Saturday, June 25, 2005

Who Are We, Anyway?

Did anyone else see this? Thursday, CNN.com was reporting that women and minorities are underrepresented in the U.S. technology industry. I'm not so sure that part was news. However, the article did contain some fascinating items.

This part was incredibly disturbing to me:

Women made up 32 percent of the tech work force in 2004, a drop from 41 percent at its peak in 1996. That's largely because of the shrinking number of administrative jobs in the tech industry, the Arlington, Virginia-based Information Technology Association of America said. [Boldface added.]
Let me be perfectly clear on this: Are we saying that women in tech jobs aren't really technical, they're administrative? So we have fewer women in IT because we've fired all the secretaries? Am I overreacting? 'Cause my pointy stiletto shoes are gettin' all fidgety over here.

Another bizarre observation by this group: "white" was one of the underrepresented racial groups cited. OK, so if Blacks, Hispanics, and Caucasians are all minorities in IT... who's left? Well.. the study mentions that Asians are overrepresented by a couple hundred percent. OK, so everybody trade in your stereotype of the round, bearded European-looking IT guy. I'm watching you!

But do we even care who does the job, as long as somebody does it? I'm kind of torn on this one. I do not want anybody competent shut out because of superficial physical characteristics. And I certainly don't want anybody incompetent running my servers and having access to my data. But beyond that, I don't much notice the demographics.


I'm pretty sure that people from India are counted under "Asian," but where does "middle eastern" fit into this survey? No, I'm not being paranoid. I'm just wondering, 'cause when I was in college, our engineering department (huge) was full of Saudi students. (Male, of course. Duh.) I imagine plenty of them are employed in this country now. But I never see that demographic listed on the questionnaires. If they're also "Asian," I can better understand the disparity.

Anybody know the answers?

1 comment:

Scone said...

Ha ha! I knew this would bring you out, Jack. :)

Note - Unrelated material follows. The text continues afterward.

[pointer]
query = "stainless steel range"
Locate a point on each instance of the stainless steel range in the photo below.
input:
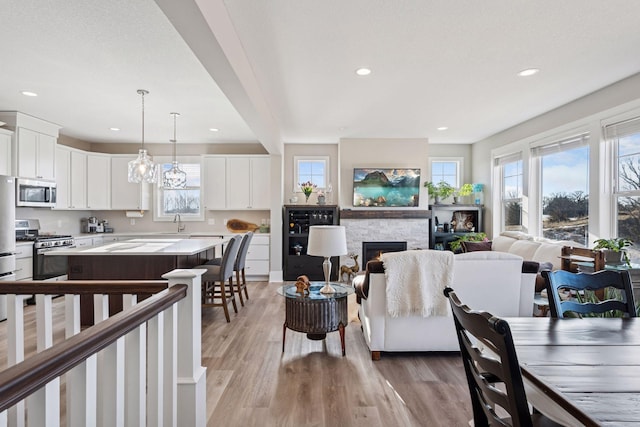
(44, 267)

That's an interesting point about the Y2K boom. As I recall, 1996 (which they listed as the peak of women's employment in IT) was part of that frenzy. Still, you don't see even 32 percent females at tech conferences these days. My percentage count of women at the last tech conference I went to was in the teens. That offers a whole other batch of gender comparisons and stereotypes. Or maybe they all have my boss.